In many cases, like in ashleSA, the usage seems to be just due to a mispronounciation of AshleSA (I follow a slightly modified version of the so-called Harvard-Kyoto transliteration in which my capital A is your aa, whereas my lower case a is your single a). The original usage in atharvaveda for the asterism is AshleSA; AshreSA appears in the taittirIYa brAhmaNa (the saMhitA uses AshleSA instead; and atharvaveda does have the masculine AshreSa as the name of an evil spirit). ashleSA does not appear till the mahAbhArata, and is thereafter used only as a name. I do not know of it being used in the a-sleSA sense ever (but then, someone somewhere could certainly have used it).
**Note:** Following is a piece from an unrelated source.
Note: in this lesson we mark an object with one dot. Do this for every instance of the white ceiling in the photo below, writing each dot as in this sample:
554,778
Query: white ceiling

Note that even mahAbhArata does not follow pANini in places (or, if you prefer, has a lot of ArSa usage), and the Sanskrit language wasn't quite standardized at that time. What seems to have happened is that the -r-/-l- alteration is very old: In fact rlo bhavaH is an old maxim. It is also seen in other parts of the Indoeuropean family of languages. But, the beginning syllable was definitely an open long A- at this earliest stage (stressed when used with a verb, unstressed when the suffix usurps the stress). Somewhere before/around the beginning of the common era, the name asleSA seems to have appeared (and around this time, stress disappeared except in ritual contexts).
The original A- is clearly the prefix A- (which appears in Agama, AmantraNa etc.) which in Vedic was a separate indeclinable particle, but like in German untrennbar verbs became an integral part of the verb AshliS in classical Sanskrit (except, of course, the perfective/past marker a- still slips between it and the verb.)